Despite contracting out for assistance in document exploitation last October, only a small fraction of the seized documents have been analyzed. Keep in mind that the ISG is largely composed of personnel from the CIA, State Department, such as Duelfer, and the Defense Intelligence Agency (DIA), such as the deputy, Maj. Gen. Keith Dayton. These are the same organizations that are currently getting raked over the coals for bureaucratic bungling of intelligence prior to 9-11.
In turn, the beleaguered agencies are deflecting this criticism to the President and his national security advisors, by essentially complaining the “devil made me do it.” In other words, their technical and tactical incompetence and/or their motivation to embarrass the administration has allowed the ISG to make proclamations about WMD stockpiles that minimize the significance of their findings, or deliberately downplay and contradict the findings of Coalition forces in the field. Such is the case with chemical weapons (CW) precursors.

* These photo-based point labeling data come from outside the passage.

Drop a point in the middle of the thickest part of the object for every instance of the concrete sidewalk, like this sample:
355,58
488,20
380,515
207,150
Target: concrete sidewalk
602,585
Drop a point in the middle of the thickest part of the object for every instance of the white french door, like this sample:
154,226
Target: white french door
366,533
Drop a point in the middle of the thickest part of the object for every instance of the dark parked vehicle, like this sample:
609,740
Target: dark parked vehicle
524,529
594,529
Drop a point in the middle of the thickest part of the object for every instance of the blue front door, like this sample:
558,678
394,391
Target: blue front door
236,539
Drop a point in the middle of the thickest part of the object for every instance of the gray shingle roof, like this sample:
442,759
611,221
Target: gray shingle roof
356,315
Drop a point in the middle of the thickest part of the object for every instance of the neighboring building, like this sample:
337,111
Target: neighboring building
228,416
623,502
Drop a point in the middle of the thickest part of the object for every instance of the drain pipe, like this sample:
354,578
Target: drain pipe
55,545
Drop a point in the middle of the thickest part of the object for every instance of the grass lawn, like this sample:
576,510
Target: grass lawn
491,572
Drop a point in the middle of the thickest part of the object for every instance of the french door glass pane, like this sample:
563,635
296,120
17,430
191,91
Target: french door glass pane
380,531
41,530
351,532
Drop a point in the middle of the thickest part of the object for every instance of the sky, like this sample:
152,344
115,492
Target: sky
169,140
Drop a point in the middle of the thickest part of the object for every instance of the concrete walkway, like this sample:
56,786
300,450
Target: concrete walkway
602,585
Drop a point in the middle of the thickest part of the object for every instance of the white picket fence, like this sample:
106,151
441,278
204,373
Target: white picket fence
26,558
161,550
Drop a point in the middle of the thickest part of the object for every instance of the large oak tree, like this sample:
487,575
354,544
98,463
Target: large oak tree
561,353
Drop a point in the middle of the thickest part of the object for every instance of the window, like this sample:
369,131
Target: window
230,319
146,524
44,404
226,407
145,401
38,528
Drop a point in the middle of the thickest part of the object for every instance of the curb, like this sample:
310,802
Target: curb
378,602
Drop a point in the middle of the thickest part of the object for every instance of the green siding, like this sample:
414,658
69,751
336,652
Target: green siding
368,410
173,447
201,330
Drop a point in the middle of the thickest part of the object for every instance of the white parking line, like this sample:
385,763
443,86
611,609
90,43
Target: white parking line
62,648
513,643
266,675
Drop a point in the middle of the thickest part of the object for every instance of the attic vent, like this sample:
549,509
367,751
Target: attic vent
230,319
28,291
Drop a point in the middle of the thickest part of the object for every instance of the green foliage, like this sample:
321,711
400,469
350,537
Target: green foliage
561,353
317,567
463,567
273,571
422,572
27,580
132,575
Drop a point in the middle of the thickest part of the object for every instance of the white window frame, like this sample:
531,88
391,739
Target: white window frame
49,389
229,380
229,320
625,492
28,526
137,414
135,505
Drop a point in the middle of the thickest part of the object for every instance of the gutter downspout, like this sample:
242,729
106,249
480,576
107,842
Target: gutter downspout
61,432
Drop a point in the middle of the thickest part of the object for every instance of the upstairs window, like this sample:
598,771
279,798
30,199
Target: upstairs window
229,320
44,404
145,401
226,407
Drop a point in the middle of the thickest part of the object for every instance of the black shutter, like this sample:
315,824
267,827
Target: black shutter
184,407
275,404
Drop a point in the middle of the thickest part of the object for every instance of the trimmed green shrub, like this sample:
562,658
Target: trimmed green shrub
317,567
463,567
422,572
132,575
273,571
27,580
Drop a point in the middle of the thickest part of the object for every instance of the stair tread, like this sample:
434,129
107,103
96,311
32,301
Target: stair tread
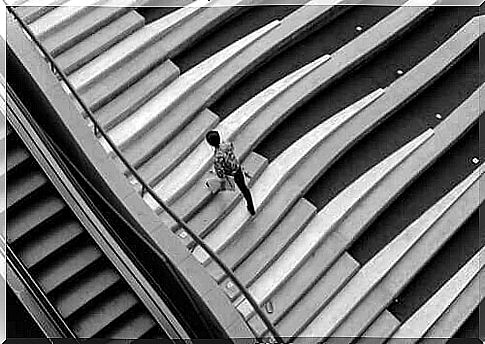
133,327
120,107
288,292
177,149
59,17
83,52
21,187
30,13
197,196
85,290
222,203
70,264
28,218
48,241
276,242
81,28
104,313
380,329
116,81
316,298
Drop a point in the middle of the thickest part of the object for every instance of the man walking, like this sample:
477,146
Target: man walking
227,164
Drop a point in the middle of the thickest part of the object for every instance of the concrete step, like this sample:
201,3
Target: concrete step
24,186
61,16
451,321
47,242
17,157
81,28
105,313
188,33
30,9
438,305
92,46
134,327
322,263
131,46
155,123
272,246
282,183
179,148
190,206
30,218
238,62
382,278
320,232
116,82
381,329
15,2
221,204
318,296
85,290
136,95
67,267
236,126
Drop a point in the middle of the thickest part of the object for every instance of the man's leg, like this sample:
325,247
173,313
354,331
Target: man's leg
241,184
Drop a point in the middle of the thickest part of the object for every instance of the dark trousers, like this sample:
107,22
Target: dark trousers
241,184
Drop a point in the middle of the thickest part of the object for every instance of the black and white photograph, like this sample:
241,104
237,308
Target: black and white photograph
242,171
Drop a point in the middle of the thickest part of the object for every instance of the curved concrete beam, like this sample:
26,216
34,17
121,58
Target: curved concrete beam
468,277
130,46
306,148
164,101
324,224
60,16
389,271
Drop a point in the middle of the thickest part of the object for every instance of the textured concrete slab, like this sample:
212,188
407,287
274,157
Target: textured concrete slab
315,299
421,321
198,195
99,41
103,91
210,213
81,28
163,102
324,223
305,280
31,10
381,329
272,246
118,54
60,17
136,95
279,170
190,169
202,23
392,268
451,321
179,148
298,21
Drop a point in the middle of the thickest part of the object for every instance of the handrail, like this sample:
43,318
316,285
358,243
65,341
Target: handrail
145,187
49,310
85,215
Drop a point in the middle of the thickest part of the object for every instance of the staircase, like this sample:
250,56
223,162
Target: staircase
59,253
293,256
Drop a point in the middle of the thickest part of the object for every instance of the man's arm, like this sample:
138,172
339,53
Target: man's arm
218,168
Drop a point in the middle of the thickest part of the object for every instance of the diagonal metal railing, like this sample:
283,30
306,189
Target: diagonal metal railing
99,130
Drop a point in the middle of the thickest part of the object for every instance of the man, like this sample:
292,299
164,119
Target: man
227,164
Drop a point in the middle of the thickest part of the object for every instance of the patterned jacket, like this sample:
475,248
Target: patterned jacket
225,161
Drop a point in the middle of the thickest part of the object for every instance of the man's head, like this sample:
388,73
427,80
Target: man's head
213,138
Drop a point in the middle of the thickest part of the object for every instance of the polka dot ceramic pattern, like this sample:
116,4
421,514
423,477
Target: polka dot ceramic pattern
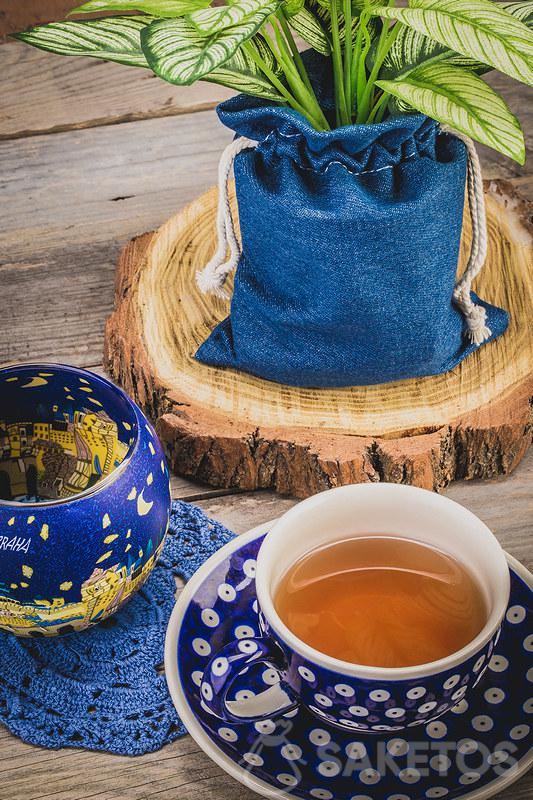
473,750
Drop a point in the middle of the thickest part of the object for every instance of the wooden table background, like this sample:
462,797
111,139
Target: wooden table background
92,154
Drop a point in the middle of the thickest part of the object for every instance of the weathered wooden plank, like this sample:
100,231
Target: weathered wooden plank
102,184
15,16
45,93
68,203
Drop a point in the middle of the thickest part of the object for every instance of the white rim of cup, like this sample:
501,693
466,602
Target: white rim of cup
273,544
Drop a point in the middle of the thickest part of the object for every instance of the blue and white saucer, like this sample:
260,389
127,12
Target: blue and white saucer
472,753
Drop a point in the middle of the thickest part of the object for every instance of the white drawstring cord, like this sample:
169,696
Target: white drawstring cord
475,315
213,276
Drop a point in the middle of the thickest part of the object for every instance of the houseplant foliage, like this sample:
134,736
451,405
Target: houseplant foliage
428,57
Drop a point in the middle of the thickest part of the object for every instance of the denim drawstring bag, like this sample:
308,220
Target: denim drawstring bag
350,242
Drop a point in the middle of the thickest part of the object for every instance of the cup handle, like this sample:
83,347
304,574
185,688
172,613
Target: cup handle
230,662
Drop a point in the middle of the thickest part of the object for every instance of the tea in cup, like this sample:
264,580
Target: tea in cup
379,605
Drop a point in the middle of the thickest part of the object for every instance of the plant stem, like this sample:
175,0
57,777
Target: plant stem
376,115
343,117
291,100
385,41
348,56
359,60
296,75
282,17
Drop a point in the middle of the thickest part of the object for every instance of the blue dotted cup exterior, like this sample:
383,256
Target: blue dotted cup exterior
84,499
350,696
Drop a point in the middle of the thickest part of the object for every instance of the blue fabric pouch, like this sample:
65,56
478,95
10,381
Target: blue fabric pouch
350,243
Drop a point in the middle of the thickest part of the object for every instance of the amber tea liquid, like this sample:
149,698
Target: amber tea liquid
381,601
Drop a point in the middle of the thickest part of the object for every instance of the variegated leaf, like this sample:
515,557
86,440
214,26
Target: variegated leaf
464,101
481,30
242,74
111,38
310,29
411,49
157,8
214,20
180,54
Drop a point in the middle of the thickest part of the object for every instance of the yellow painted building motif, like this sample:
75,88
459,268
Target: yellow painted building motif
101,595
58,459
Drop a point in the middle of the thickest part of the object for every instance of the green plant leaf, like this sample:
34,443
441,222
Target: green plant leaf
214,20
459,98
311,30
292,7
242,74
521,9
157,8
481,30
180,54
412,49
111,38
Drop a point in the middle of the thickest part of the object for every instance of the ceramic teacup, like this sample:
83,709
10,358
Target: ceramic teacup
349,695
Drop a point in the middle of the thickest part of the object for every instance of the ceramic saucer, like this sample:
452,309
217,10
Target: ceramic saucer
472,753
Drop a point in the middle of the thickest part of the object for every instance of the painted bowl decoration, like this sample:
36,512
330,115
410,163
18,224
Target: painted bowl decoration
84,499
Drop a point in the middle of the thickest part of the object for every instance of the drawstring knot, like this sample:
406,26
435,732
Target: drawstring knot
475,316
211,279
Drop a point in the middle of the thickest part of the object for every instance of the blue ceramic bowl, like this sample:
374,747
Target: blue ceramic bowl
84,499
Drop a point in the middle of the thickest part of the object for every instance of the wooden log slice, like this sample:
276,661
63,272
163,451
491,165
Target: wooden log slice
230,429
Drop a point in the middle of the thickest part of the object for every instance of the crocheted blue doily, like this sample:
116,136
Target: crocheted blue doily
104,688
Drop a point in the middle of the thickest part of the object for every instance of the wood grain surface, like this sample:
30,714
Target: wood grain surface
231,429
61,229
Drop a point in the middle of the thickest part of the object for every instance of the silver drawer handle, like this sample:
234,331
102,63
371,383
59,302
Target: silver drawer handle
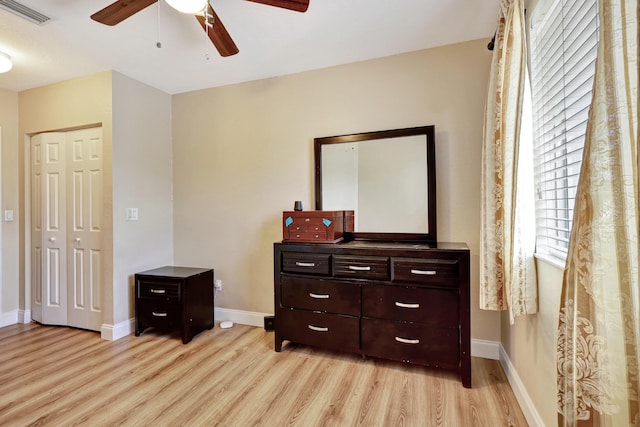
318,296
358,268
424,272
407,341
305,264
407,305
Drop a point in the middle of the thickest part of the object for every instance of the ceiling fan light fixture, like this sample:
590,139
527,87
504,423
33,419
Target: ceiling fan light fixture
191,7
5,62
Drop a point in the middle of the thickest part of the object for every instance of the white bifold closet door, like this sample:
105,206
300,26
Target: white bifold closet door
66,228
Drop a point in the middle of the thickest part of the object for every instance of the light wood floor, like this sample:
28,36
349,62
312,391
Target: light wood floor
55,376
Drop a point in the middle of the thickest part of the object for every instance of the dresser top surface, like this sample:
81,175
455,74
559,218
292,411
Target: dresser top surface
369,244
174,271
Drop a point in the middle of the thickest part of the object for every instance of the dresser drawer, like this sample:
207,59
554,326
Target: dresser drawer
306,236
361,267
433,306
332,331
411,342
158,314
297,262
331,296
442,272
158,290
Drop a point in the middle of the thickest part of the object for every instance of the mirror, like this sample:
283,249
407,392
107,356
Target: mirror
386,177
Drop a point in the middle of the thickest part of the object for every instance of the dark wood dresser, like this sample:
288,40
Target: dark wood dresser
401,301
174,298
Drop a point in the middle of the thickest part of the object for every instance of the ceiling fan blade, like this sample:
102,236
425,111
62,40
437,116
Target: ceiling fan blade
297,5
218,34
120,10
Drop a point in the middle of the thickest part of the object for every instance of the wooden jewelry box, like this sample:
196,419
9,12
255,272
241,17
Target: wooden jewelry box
316,226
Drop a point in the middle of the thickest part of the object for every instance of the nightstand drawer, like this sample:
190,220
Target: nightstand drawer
331,296
442,272
411,342
159,290
306,263
159,315
361,267
432,306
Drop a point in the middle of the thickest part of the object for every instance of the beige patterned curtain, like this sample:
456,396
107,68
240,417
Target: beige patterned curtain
507,271
599,326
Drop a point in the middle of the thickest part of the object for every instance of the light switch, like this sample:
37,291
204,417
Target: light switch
132,214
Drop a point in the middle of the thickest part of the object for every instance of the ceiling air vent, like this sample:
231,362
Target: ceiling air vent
23,11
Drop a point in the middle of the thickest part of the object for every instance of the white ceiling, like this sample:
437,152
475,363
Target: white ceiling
272,41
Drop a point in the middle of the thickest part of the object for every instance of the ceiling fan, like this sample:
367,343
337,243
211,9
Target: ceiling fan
120,10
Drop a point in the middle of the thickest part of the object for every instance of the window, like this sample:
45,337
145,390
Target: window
563,46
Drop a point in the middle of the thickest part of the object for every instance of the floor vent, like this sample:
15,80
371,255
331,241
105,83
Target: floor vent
23,11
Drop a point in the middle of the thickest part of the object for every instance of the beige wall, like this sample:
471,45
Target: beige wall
244,153
531,344
9,290
142,178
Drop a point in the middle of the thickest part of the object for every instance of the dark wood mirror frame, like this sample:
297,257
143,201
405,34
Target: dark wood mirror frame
429,133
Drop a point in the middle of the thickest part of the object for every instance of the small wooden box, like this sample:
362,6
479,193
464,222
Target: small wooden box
316,226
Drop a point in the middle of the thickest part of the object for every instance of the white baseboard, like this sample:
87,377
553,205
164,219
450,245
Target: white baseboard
485,349
10,318
250,318
24,316
115,332
241,317
520,391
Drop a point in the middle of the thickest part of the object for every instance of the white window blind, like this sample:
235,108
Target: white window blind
563,40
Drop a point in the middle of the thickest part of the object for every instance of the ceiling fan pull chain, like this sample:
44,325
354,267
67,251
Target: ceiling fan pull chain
159,43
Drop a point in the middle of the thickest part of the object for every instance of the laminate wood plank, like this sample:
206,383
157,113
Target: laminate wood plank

The anti-war left and the media continuously shift the goal posts about WMD stockpiles. But what does the term “stockpile” mean for WMDs? One nuclear bomb is not really a “stockpile,” but it would only take one, set off in an American city or dropped on US forces in the field, to make everybody wake up and smell the coffee.
What did we expect to find in Iraq, the equivalent of the Pantex Plant? In fact, we did find hundreds of metric tons of yellowcake and low-enriched uranium. But I digress.
“Stockpiles” of biological weapons? A stockpile of bio-weapons can be kept in a fridge in a scientist’s house. Ricin and botulinum toxin have already been found in sufficient quantities to regenerate a biological weapon (BW) capability in short order. No, the standard established by the left and their allies in the media is that we must find chemical weapons (CW). That is, if the US has not found pallets of CW projectiles in ammo dumps or munitions factories or at Iraqi Army unit areas, well then that George Bush flat-out lied to us. In a fashion, the critics are correct concerning CW stockpiles. Here’s why.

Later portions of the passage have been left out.